The dreaded call from school.
“Hello, is that O’s dad? Are you free to talk?”
A sharp inhalation of panic.
(The first voice you will hear in your worried parent’s head will be wobbly, utterly unconvincing Little Internal Voice.
‘It’s probably nothing’, he wheedles,. ‘He forgot his maths copy or something’.
(‘SHUT UP, YOU SAP, THIS IS A JOB FOR BIG INTERNAL VOICE:
(‘WHAT HAS HE DONE? … HE’S BADLY HURT, ISN’T HE? … THE AMBULANCE IS ON ITS WAY … ’)
“Hi, this is X, your son’s form teacher … we’ve talked before …”
Regular Cagey But Calm Voice actually answers her.
“Oh, hi, yes …”
Yes, I got one of those Phone Calls From School last week.
I almost jumped up a few point sizes even typing that.
She had reprimanded O for swinging off a classroom door.
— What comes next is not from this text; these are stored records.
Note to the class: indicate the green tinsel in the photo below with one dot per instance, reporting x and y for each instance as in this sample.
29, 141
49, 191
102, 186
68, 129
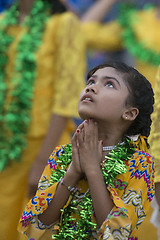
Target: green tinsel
15, 118
82, 227
136, 48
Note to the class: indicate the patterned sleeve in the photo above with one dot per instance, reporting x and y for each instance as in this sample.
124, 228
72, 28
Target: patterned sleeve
106, 36
70, 66
131, 204
29, 223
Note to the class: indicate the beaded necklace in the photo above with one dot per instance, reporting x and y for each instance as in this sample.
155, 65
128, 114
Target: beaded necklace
136, 48
15, 117
81, 206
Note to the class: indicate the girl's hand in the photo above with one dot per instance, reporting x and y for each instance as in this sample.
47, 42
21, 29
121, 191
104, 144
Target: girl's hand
90, 148
75, 168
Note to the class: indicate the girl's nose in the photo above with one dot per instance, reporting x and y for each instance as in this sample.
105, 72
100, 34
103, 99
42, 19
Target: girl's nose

(‘Hah, is that all?’, said Little Internal Voice, ‘I’ve got this)
There was more.
She was worried about O. Said she thought she had seen a change in attitude recently … not himself … and even now when she was talking to him, his head was down, looking away from her.
(‘OH, OH …’)
I was worried.
I could break here into an abstract discussion about boy kids finding it difficult to express their feelings, or struggles. How this ties in with male anger, emotional inarticulacy, and the ultimate horror word
The thing it seems every father of every son worries about but doesn’t want to really talk about …
But I can only talk here of my own fears and what that phone call brought up for me.
Without revealing too much, two of the biggest rows I have had with O sprang from conflict situations he found himself in, both relating to his beloved football.
And boy were they big … my normal charming blond-haired delight of a boy became a snot-bubbling, F-ing and blinding dervish.
And me struggling to be calm, to contain this rage, but gripped by fear, feelings of utter inadequacy and against-all-the-text-books ANGER.
Interestingly both rows were not over the actual incidents themselves.
They erupted over my efforts the following day to bring up what had happened to help him work through dealing better with the emotions that had been unleashed in him.
He did not want to talk about them: they were over: internalised, dealt with, and HE HAD MOVED ON.
It’s what he does, you see. What he has always done.
When he was in primary school, himself and his sister went there by mini-bus, as the school was four miles away. We found out a couple of the older boys had been picking on him for some time.
Normal school-kid slagging, but bad enough for other kids to remark on it and for it to be ultimately brought to our attention. And to the school’s.
He had never said a word. The school got involved now and it was all handled very well.
The Mom of one of the kids told us what her boy and told her: ‘O doesn’t mind it, he never says anything, He doesn’t get upset.’
Which ‘insight’ reached right in and squeezed my heart and just scared me so.
Classic stuff, I thought, doesn’t express … files it all away
(… UNTIL ONE DAY HE EXPLODES … HURTS SOMEONE … HURTS HIMSELF … COMMITS SUI …)
So the choice, it seemed, is to leave him alone, let him work it out, in his own way, or intervene and help him put a name on all those powerful forces buffeting him in such situations, and having tamed them in the naming maybe, help him to deal with them in a healthier way. Talk to someone.
The second row, in particular, was like going cold turkey with a junkie. He roared, abused and generally let loose … it was The Exorcist meets Dr Phil. Well, a pretty unconvincing Dr Phil. Hoping my bumbling sincerity would overcome the inadequacies of my actual words.
When the emotional stuff subsided we talked about what had happened, how, as your parents, Mom and Dad have to know that you are all right, and that you will come to us if something is really bothering you.
All was calm and he agreed. It was easy to agree now, after the storm.
But knowing, as his Dad, he was filing this experience away too, moving on.
But this is important too: O has his own way of coping in stressful situations. This filing away, moving on, is actually very powerful.
Part of all this is me voicing my fears that his way is ultimately damaging, that he might explode one day. My fears. Maybe he won’t. Maybe he’s got this.
Maybe his methods are getting more sophisticated.
For now, let me say that O had his own take on the swinging off the door incident in school.
He reckoned it was no big deal, and he told me, that while the form teacher is lovely, she was overreacting and he just said nothing, let her have her say. Filed it way and moved on.
Ultimately, I have to trust that O can handle these situations, deal with all the swirling, whirling emotions, file the experience away and, yes, move on.